Autonomous (stationary) engines including Feynman’s ratchet, Brownian motors, and autonomous Maxwell’s demon are well studied in nonequilibrium statistical mechanics. In particular, I investigate the general condition for autonomous engines to attain the maximum (Carnot) efficiency. I establish the necessary and sufficient condition both in and beyond the linear response regime. This condition elucidates the significant difference between finite-size engines and macroscopic engines. These results clarify the tight-coupling condition beyond the linear response regime.
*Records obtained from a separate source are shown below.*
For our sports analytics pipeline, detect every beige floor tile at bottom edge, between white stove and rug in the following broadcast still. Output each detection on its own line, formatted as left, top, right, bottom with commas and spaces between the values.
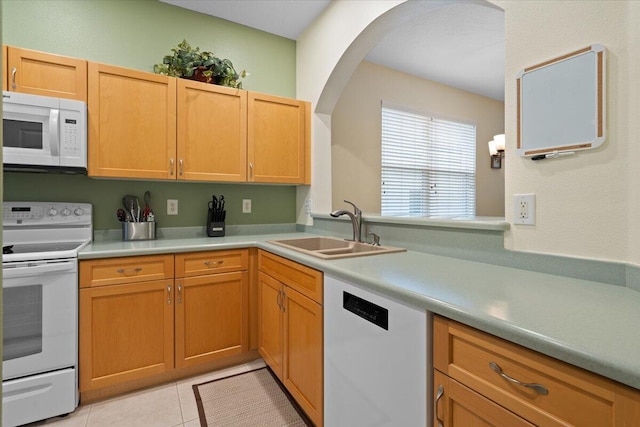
87, 383, 182, 427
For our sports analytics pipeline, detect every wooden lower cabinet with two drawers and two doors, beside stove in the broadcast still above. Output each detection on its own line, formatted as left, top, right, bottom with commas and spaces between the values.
79, 249, 249, 392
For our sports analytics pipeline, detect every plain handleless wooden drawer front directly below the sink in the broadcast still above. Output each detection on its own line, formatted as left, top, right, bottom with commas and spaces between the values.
258, 251, 322, 304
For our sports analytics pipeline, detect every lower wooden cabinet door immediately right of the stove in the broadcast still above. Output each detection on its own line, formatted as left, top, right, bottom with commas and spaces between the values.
79, 279, 173, 391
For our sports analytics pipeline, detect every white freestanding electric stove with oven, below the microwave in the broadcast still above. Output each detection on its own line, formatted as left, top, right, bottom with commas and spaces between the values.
2, 202, 93, 427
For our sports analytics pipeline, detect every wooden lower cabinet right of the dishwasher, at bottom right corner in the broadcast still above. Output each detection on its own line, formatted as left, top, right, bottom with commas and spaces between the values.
433, 316, 640, 427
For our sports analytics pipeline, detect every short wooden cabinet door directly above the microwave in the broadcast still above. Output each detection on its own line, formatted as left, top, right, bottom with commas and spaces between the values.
3, 46, 87, 102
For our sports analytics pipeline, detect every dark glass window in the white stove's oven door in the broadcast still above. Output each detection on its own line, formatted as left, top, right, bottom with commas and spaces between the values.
2, 285, 42, 361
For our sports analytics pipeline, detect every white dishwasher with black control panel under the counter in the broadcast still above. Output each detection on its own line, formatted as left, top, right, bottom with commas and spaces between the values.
324, 275, 433, 427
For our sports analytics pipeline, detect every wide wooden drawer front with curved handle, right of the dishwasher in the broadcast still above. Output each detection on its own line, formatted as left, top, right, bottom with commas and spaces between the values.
433, 317, 618, 426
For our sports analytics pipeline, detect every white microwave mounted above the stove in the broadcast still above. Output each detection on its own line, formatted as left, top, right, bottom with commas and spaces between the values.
2, 91, 87, 173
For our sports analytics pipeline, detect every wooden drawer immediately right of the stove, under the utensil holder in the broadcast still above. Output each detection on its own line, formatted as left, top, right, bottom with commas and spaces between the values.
80, 255, 173, 288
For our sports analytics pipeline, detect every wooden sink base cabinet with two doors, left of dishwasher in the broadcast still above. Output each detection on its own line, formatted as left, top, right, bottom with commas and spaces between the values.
258, 251, 323, 426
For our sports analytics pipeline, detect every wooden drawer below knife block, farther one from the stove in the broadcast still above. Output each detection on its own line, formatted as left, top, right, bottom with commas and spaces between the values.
176, 249, 249, 277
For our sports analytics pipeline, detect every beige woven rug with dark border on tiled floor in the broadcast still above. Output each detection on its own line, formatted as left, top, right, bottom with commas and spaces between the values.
193, 368, 312, 427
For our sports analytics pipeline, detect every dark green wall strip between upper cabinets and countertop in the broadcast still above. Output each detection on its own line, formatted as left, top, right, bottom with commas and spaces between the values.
4, 172, 296, 230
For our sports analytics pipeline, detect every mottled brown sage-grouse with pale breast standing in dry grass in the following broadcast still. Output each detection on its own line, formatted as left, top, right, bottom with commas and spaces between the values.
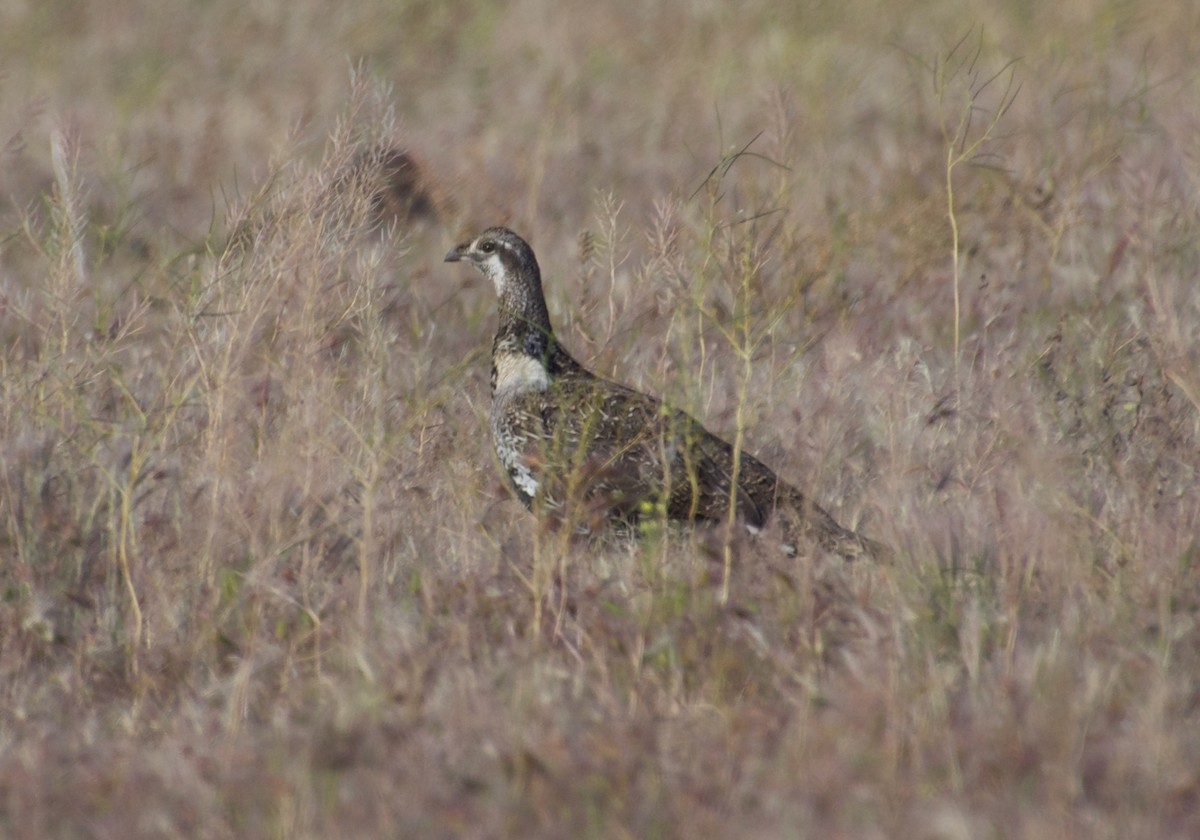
446, 227, 886, 558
N. Shiraishi, Phys. Rev. E 92, 050101(R) (2015).

N. Shiraishi, Phys. Rev. E 95, 052128 (2017)

Thermalization in isolated quantum systems

How a pure quantum state thermalizes in an isolated quantum system is one of the most profound problem in statistical physics. To understand thermalization, the eigenstate thermalization hypothesis (ETH) is considered to be a key property, which claims that all energy eigenstates are thermal. It has been expected that (i) non-integrable non-localized systems satisfy the ETH, (ii) the ETH is a necessary condition for thermalization.

In contrast to such expectations, I introduce a systematic method to construct a Hamiltonian which is shift-invariant, short-range interaction, no local conserved quantities, but does not satisfy the ETH. The absence of ETH is proven analytically. In addition, numerical simulations show that a system with this Hamiltonian indeed thermalizes. This Hamiltonian is characterized by non-local conserved quantities, which induce a novel class of prethermalization phenomena.

N. Shiraishi and T. Mori, Phys. Rev. Lett. 119, 030601 (2017).

T. Mori and N. Shiraishi, arXiv preprint arXiv:1707.05921 (2017).